Running is so easy because all you need is a good pair of shoes and you're good to go. There's no equipment needed, you don't really need to drive anywhere, and it's free! Don't even get me started on cardio machines! I've done it all (thanks to previous injuries): stationary bike, stair master, treadmill, elliptical trainer, rowing machine, you name it. I have one word for you: B.O.R.I.N.G!! I'd be happy doing something else, but I just checked the schedule for group classes at the AFB and there really isn't much to pick from. The only class in the morning I can go to is Spinning at 7, which is a little late for me and to be honest, I have zero interest in spinning. Then the next class isn't until 11! Evening classes are sparse too! Do a lot of these AF wives not have jobs that the majority of the classes are during the work day? I wonder the gym on post is any better. Probably not, and it is 75 miles away so it's not even an option. I might need to cave for another gym membership.

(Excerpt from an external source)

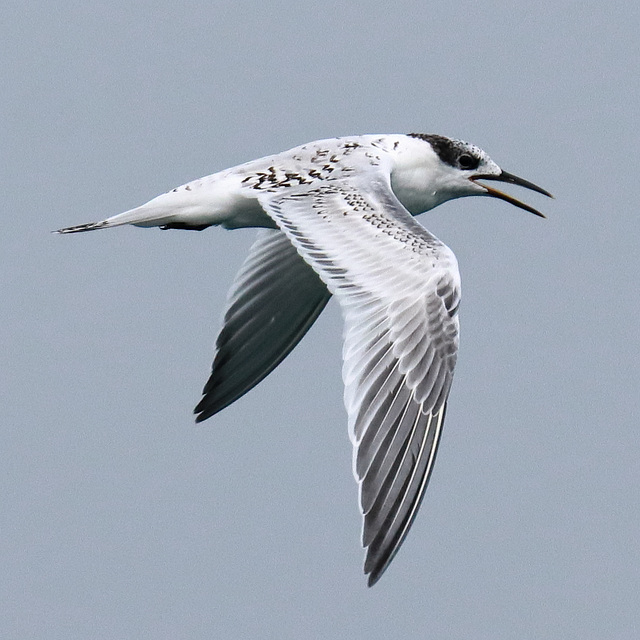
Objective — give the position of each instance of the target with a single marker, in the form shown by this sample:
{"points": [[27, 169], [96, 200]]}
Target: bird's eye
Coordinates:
{"points": [[466, 161]]}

OK, so the result of all this is the general unhappiness I feel towards my body. I do not like what I see in the mirror. Well, I've come to accept and love my muscular legs, when at one time I hated how big they were. I've got the arm wave down to a minimum--my triceps are actually stronger than my biceps now and they are my favorite part of my body I like to develop. My butt is the second. My genes have decided that I'm not supposed to have an ass. What little I do have is a result of hard work. It's the whole middle part of my body that I hate. I've been battling the back fat and the fat around the midsection for a long while now. I'm just genetically predisposed to gain weight in those areas! Let me just list what I hate about my body:
Back fat--I can seriously grab a handful at each side
Stomach fat--another two handfuls
Fat right above the hips--you guessed it....two more handfuls for ya
I just measured myself yesterday (tape measurers don't lie!) Looking at the actual numbers, it doesn't look that bad, but looking at my reflection, I really don't like! Thankfully, I don't gain weight in my hips. They're 37 inches right now (Latina hips!) My waist is 29.5 inches, but I've never had a small waist. I think I wouldn't be able to get smaller than 28, maybe 27 inches. Jean sizes don't lie either. Speaking of sizes, I really wish they would universalize them! If I buy a pair of junior's pants, depending on the brand, I'm anywhere between a 7 and 11. No joke, if the brand says I'm a size 11 I don't buy them! Women's sizes, I'm between a 6 and 8. The sizes themselves don't sound too bad either, but I'm 5'4" and remember I do have issues with my body! I fully admit that right from the beginning.
Bottom line, I just want to get leaner and I don't know how to do that right now. There's just nothing like burning lungs and rhythmic pounding of pavement to help me feel better about myself, and that's just not happening right now. All I need to be happier, I think, is a good workout!